И туфли свои носил очень долго. Даже парусиновые белые не менял по несколько сезонов. Не сбивал каблуки, не стирал подошвы.

Чистил их два раза в день. Когда шел к Антонине Николаевне и когда уходил от нее. Вернее, за час до того, как собирался уйти, потому что туфли мокрели, становились серыми и нужно было время, чтобы они просохли.

И хотя его аккуратность в семье считали нудноватой, но и уважали его за эту аккуратность: холостой мужчина, так тщательно следящий за собой! И не отказывали, когда он просил сестер что-то ему почистить или постирать. Он и не просил ничего чрезмерного — так, рубашки, которые жаль отдавать в прачечную, чтобы не испортили. А паркетные полы у себя в комнате натирал сам.

* * *

22 июня 1941 года семья собралась к столу без молодых: Валентина еще утром ушла из дому с Вовкой, Женя уехал на завод.
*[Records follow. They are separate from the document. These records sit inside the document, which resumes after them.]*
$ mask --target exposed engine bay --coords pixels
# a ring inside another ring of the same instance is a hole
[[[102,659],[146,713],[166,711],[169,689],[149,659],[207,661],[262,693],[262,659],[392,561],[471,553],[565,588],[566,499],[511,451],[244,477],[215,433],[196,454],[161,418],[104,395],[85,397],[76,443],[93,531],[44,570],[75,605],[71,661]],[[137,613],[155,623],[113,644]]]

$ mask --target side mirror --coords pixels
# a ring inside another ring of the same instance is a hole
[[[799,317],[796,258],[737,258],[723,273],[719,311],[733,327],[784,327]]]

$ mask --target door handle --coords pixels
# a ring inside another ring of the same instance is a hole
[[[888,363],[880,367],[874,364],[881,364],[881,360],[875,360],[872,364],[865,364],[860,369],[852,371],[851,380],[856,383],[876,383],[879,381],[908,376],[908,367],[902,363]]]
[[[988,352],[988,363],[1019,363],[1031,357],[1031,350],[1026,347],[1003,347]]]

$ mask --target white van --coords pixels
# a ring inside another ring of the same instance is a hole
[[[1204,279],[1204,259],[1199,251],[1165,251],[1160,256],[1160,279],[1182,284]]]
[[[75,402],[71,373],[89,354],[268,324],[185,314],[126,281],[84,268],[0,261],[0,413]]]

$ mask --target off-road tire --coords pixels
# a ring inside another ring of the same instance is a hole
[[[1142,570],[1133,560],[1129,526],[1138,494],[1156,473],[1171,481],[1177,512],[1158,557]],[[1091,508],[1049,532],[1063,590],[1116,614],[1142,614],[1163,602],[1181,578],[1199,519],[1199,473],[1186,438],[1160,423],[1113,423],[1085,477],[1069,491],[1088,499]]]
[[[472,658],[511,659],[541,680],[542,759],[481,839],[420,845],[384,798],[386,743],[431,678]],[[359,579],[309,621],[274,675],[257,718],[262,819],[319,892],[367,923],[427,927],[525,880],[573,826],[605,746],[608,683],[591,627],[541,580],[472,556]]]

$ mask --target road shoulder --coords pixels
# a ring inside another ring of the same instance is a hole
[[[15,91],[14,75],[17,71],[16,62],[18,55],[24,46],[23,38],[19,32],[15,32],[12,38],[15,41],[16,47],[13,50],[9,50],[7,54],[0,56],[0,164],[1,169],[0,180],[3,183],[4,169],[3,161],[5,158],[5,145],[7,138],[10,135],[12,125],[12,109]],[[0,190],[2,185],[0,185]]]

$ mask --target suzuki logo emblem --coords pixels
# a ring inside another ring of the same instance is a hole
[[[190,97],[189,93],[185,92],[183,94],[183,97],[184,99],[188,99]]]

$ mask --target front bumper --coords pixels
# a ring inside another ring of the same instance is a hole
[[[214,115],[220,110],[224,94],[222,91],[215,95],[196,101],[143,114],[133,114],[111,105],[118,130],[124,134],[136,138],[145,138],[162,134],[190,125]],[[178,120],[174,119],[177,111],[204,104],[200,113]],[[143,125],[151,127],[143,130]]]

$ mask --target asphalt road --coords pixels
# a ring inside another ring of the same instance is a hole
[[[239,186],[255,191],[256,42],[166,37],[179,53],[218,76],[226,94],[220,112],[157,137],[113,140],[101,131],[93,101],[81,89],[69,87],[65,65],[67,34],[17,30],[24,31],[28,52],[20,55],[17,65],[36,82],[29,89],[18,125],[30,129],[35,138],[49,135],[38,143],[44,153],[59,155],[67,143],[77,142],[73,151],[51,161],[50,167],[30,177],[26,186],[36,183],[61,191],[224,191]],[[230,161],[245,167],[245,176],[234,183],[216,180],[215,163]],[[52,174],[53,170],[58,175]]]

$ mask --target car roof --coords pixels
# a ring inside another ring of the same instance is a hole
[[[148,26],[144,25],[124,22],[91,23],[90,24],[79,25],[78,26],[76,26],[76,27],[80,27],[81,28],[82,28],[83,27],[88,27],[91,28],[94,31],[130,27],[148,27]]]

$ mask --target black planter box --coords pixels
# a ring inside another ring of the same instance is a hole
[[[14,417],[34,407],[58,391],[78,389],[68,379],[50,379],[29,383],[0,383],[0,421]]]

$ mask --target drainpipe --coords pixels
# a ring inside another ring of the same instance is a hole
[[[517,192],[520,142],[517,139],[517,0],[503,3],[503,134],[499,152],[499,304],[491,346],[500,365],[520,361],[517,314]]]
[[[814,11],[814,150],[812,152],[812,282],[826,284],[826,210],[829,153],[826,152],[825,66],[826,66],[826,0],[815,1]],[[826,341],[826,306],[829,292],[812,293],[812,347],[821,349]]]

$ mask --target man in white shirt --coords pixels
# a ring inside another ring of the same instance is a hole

Ждали Мику Слатина, но и он не явился. Семен Николаевич надеялся, что Мика что-то расскажет. Может, все еще прояснится, и окажется, что это не война, а просто очередная грандиозная провокация.

Ефим расхаживал по комнате, на лицо его невыносимо было смотреть: такое хищное и презрительное выражение появлялось у него, когда Семен Николаевич рассуждал о возможности большой провокации.

Сбылись самые худшие прогнозы Ефима, но и сейчас он со своей желчностью был один в семье. Антонина Николаевна, Анатолий с большим вниманием прислушивались к тому, что говорил Семен Николаевич.